La crise de 2008 a révélé les risques encourus par plusieurs collectivités. L’affaire des emprunts structurés dits « toxiques » est caractéristique de la dérive potentielle à laquelle la dette des collectivités locales peut se trouver confrontée : afin de financer leurs investissements, certaines collectivités avaient contracté des emprunts à taux variables (les taux étant avantageux au moment de la signature). Lors du déclenchement de la crise, les taux d’intérêt sont devenus incontrôlables et les collectivités ayant contracté des emprunts structurés se sont retrouvées dans l’incapacité de rembourser leur dette.

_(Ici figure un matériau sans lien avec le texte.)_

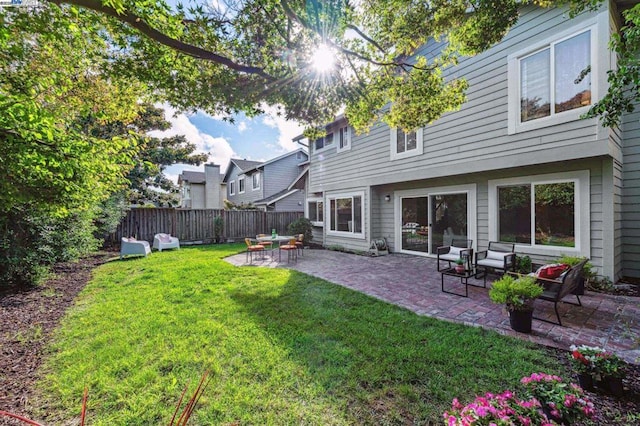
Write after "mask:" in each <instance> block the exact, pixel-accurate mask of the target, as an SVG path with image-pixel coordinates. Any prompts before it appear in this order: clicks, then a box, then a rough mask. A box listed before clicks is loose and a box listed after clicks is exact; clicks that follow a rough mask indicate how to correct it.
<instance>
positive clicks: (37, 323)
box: [0, 253, 640, 425]
mask: <svg viewBox="0 0 640 426" xmlns="http://www.w3.org/2000/svg"><path fill="white" fill-rule="evenodd" d="M113 256H114V254H113V253H101V254H98V255H95V256H92V257H88V258H86V259H83V260H82V261H80V262H77V263H65V264H61V265H57V266H56V267H55V269H54V273H55V275H54V276H53V277H52V278H51V279H50V280H48V281H47V282H46V283H45V284H44V285H42V286H38V287H31V288H26V289H22V288H9V289H6V288H5V289H0V324H2V331H1V332H0V410H5V411H9V412H13V413H16V414H22V415H25V414H26V415H27V417H28V414H29V404H30V398H31V396H32V395H33V391H34V386H35V382H36V380H37V370H38V368H39V367H40V366H41V364H42V362H43V354H44V347H45V345H46V344H47V342H48V340H49V339H50V337H51V333H52V331H53V330H54V329H55V328H56V327H57V326H58V324H59V323H60V319H61V318H62V317H63V315H64V313H65V311H66V310H67V308H69V306H71V305H72V304H73V301H74V299H75V297H76V296H77V294H78V293H79V292H80V291H81V290H82V289H83V288H84V286H85V285H86V284H87V282H88V281H89V280H90V278H91V271H92V270H93V269H94V268H95V267H96V266H98V265H101V264H103V263H104V262H105V261H106V260H107V259H108V258H109V257H113ZM639 303H640V301H639ZM547 350H548V351H549V355H550V356H553V357H556V358H557V360H558V363H560V364H562V365H564V366H565V367H566V369H567V371H570V367H569V359H568V356H567V352H566V351H562V350H557V349H553V348H547ZM572 379H573V380H574V381H576V382H577V378H576V377H573V378H572ZM624 385H625V388H626V394H625V396H624V397H623V398H616V397H614V396H611V395H607V394H605V393H602V392H587V395H588V396H589V398H590V399H591V400H592V401H593V403H594V404H595V407H596V410H597V419H596V424H598V425H623V424H637V422H638V419H640V366H638V365H629V366H628V372H627V378H626V379H625V381H624ZM16 424H23V423H19V422H16V421H13V420H10V419H7V418H4V417H0V425H16Z"/></svg>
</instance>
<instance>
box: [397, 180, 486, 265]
mask: <svg viewBox="0 0 640 426" xmlns="http://www.w3.org/2000/svg"><path fill="white" fill-rule="evenodd" d="M452 188H453V187H452ZM455 188H456V190H455V191H448V190H446V189H423V190H409V191H398V192H397V193H396V221H397V222H396V235H397V237H398V239H399V246H400V247H399V248H400V251H403V252H409V253H416V254H436V250H437V248H438V247H440V246H445V245H450V244H451V242H452V241H453V240H454V239H456V240H458V239H461V240H468V239H473V237H470V235H471V234H472V233H475V227H470V218H469V215H470V212H472V211H474V210H475V186H471V185H468V186H464V187H462V188H464V189H463V190H458V188H460V187H455ZM467 188H469V189H467ZM471 228H472V229H471Z"/></svg>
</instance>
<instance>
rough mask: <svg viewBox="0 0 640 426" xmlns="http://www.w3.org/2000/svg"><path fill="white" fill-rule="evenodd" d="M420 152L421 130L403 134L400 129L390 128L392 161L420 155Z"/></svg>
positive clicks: (421, 151) (422, 147) (422, 143)
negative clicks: (396, 159) (414, 155)
mask: <svg viewBox="0 0 640 426" xmlns="http://www.w3.org/2000/svg"><path fill="white" fill-rule="evenodd" d="M422 152H423V143H422V129H418V130H414V131H412V132H405V131H404V130H402V129H400V128H395V127H393V128H391V159H392V160H396V159H401V158H406V157H413V156H414V155H421V154H422Z"/></svg>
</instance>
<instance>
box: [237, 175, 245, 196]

Un encadrement des emprunts des collectivités et des dépenses de fonctionnement depuis la crise
Les emprunts des collectivités peuvent se faire :
auprès des banques dont les modalités d’emprunt sont maintenant encadrées par la charte de bonne conduite, appelée charte Gissler
auprès de l’Agence France Locale créée en 2013 afin de contribuer à la diversification des financements des collectivités territoriales
Si les collectivités empruntent massivement pour redynamiser l’économie locale dans la deuxième moitié de 2020 à la suite de la crise sanitaire, elles pourraient rencontrer des difficultés à se financer auprès du secteur bancaire, principal émetteur de prêts (les banques ont financé en 2020, 64% des besoins d’emprunt à long terme des collectivités selon la Banque des Territoires). C’est particulièrement vrai pour les communes et les intercommunalités de moins de 50 000 habitants qui pourraient alors se trouver à court de liquidité.
La contractualisation prévue par la loi de programmation des finances publiques 2018-2022 entre l’Etat et les collectivités fixe les modalités de participation de ces dernières à la réduction de leurs dépenses de fonctionnement en limitant leur évolution à 1,2%. Le dispositif concerne aujourd’hui 322 collectivités. L’intérêt ? Accroître leur capacité d’autofinancement et limiter les emprunts.
Pour conclure, l’avenir du principe de libre administration est posé. Il ne connait aucune définition juridique précise et seules les décisions du Conseil Constitutionnel et du Conseil d’Etat en délimitent les contours. Il se construit donc progressivement au travers des décisions rendus. Il est alors légitime de s’interroger sur sa pertinence et sa pérennité au regard des limitations et des injonctions précédemment évoquées.